After playing this game of ‘Hypothetical’ I had found the characters of Tom and Daniel Brennan. But the ‘Just say...’ game never ends there.
This is the next one. Just say.... the brother (Daniel) who’s always got away with everything does something terrible one day (an accident, not intentional). So terrible that the immediate and extended family, the town, the peripherey all suffer the consequences. If this happened, what would happen to the other brother (Tom)? Would his life change? Would he be punished even though he’s done nothing wrong? Merely guilty by association. And how would this brother (Tom) cope in contrast to the other brother (Daniel). Who would be more resiliant?
Early on in the process of thinking about the story I knew I wanted to tell it in the viewpoint of the younger brother. ‘The innocent bystander’, the one who’s done nothing wrong but still has to suffer the consequences. To me, this was a more interesting viewpoint to look out from.

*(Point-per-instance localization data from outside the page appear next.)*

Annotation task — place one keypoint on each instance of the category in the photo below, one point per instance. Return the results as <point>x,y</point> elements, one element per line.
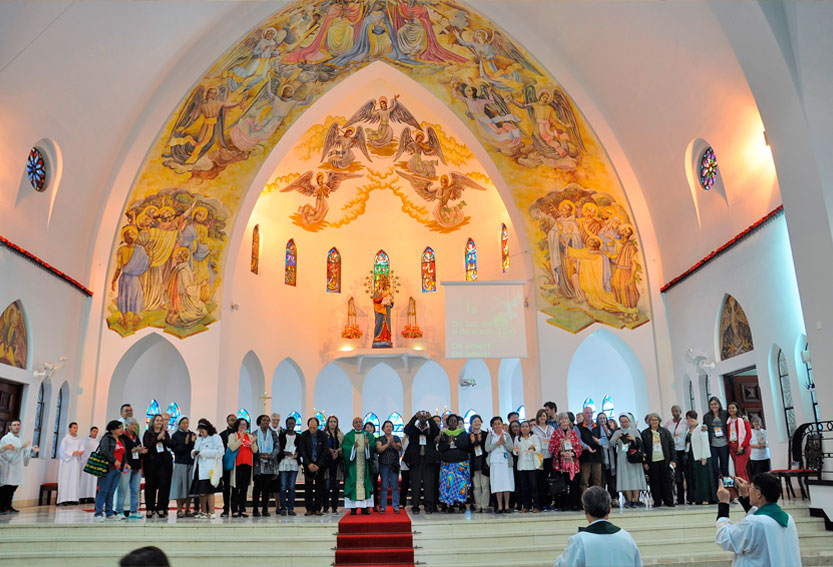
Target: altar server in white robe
<point>14,455</point>
<point>766,535</point>
<point>88,483</point>
<point>69,467</point>
<point>600,544</point>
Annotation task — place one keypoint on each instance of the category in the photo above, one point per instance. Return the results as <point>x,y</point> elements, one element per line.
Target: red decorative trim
<point>44,266</point>
<point>725,248</point>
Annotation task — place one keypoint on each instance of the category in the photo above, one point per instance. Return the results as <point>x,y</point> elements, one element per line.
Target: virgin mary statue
<point>382,304</point>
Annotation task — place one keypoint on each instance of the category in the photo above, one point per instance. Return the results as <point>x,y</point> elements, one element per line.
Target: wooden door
<point>10,395</point>
<point>743,388</point>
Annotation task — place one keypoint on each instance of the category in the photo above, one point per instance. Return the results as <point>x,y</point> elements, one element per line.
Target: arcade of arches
<point>236,205</point>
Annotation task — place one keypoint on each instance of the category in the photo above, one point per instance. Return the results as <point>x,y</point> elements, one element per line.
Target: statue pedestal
<point>360,355</point>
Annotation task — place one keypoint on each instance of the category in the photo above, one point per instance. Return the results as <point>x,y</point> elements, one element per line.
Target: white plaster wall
<point>759,273</point>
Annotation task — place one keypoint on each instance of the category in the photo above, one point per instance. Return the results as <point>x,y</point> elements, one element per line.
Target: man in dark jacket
<point>313,453</point>
<point>592,456</point>
<point>231,419</point>
<point>660,460</point>
<point>421,458</point>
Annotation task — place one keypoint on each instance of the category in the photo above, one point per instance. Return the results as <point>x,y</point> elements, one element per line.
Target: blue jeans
<point>106,489</point>
<point>288,489</point>
<point>390,481</point>
<point>129,483</point>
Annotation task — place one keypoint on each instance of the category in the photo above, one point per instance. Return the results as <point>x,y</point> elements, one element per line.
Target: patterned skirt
<point>455,479</point>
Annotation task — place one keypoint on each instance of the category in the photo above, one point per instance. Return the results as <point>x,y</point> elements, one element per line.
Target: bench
<point>46,489</point>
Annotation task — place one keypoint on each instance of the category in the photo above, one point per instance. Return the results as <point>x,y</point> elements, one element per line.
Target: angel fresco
<point>191,138</point>
<point>494,54</point>
<point>448,190</point>
<point>417,147</point>
<point>339,144</point>
<point>312,214</point>
<point>383,115</point>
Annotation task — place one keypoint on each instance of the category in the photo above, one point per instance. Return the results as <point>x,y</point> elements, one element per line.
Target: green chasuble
<point>358,468</point>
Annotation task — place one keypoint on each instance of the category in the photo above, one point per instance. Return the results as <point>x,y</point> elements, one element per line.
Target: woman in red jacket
<point>740,435</point>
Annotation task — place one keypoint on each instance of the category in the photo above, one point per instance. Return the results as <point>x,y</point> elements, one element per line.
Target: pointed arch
<point>428,268</point>
<point>152,368</point>
<point>471,261</point>
<point>734,331</point>
<point>290,269</point>
<point>333,271</point>
<point>14,339</point>
<point>519,152</point>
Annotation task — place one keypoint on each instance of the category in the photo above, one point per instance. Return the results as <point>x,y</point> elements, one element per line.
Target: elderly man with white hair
<point>677,426</point>
<point>601,543</point>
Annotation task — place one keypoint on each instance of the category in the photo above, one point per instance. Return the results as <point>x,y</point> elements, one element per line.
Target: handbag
<point>97,465</point>
<point>216,472</point>
<point>558,486</point>
<point>228,459</point>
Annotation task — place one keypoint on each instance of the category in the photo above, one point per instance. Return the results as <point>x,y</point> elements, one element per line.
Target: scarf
<point>775,512</point>
<point>264,441</point>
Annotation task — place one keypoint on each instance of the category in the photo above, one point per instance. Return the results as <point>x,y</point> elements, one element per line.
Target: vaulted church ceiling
<point>171,251</point>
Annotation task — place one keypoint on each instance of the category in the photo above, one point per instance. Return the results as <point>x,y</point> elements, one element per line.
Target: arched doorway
<point>288,389</point>
<point>152,369</point>
<point>604,366</point>
<point>382,392</point>
<point>475,388</point>
<point>334,394</point>
<point>431,391</point>
<point>251,386</point>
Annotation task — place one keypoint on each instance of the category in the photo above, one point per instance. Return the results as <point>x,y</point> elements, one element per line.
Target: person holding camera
<point>767,535</point>
<point>388,447</point>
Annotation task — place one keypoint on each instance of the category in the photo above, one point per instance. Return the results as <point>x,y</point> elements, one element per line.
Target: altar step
<point>669,537</point>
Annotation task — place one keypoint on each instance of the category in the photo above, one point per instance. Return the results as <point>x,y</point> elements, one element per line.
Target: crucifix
<point>265,397</point>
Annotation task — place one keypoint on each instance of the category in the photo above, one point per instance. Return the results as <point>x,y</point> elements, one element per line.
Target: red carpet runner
<point>377,539</point>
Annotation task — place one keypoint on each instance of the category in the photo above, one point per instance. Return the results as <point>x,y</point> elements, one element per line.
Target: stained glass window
<point>708,168</point>
<point>381,267</point>
<point>467,419</point>
<point>429,271</point>
<point>504,247</point>
<point>40,410</point>
<point>786,393</point>
<point>589,403</point>
<point>607,406</point>
<point>291,264</point>
<point>471,261</point>
<point>398,423</point>
<point>153,409</point>
<point>333,271</point>
<point>174,412</point>
<point>374,419</point>
<point>298,425</point>
<point>57,429</point>
<point>36,169</point>
<point>255,248</point>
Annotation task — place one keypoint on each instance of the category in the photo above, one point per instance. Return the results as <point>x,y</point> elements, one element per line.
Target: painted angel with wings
<point>320,190</point>
<point>450,189</point>
<point>383,115</point>
<point>339,143</point>
<point>495,54</point>
<point>417,147</point>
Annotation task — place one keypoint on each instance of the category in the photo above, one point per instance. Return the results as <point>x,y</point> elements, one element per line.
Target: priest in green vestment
<point>358,449</point>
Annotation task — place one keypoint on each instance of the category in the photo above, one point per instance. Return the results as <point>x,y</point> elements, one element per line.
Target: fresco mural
<point>213,144</point>
<point>14,344</point>
<point>735,332</point>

Now at this stage, I buy a notebook and jot these ideas down. It helps me to see these things written on the page. It’s the way I start to understand the other characters that will be needed in the story; the events that need to take place etc etc.
In Resources for Tom Brennan, Explanatory Notes Part 2, p 25 onwards are examples of my note book writings. The earliest thoughts I had are seen on some of these pages such as names of characters, areas that I needed to research, events and the very first page on who I wanted Tom to be and what I wanted him to experience.
Page 3 is Tom’s mood line throughout the novel. The ‘yellow highlights’ the chapters when Tom feels that life is hopeless. The ‘pink highlights’ when Tom starts to feel hope and gains more control over his life. Sometimes I need to be this methodical and careful when I’m writing. A mood line like this, helped to keep track of Tom’s mood.
There are also examples of pages from earlier drafts, the different ending of the story, suggestions from my editors and general scribble that’s always a part of getting a story together.
The youtube video is me speaking about the very personal side of Tom Brennan and how it relates to my own life.
** Explanatory Notes Part 1 and 2 go together.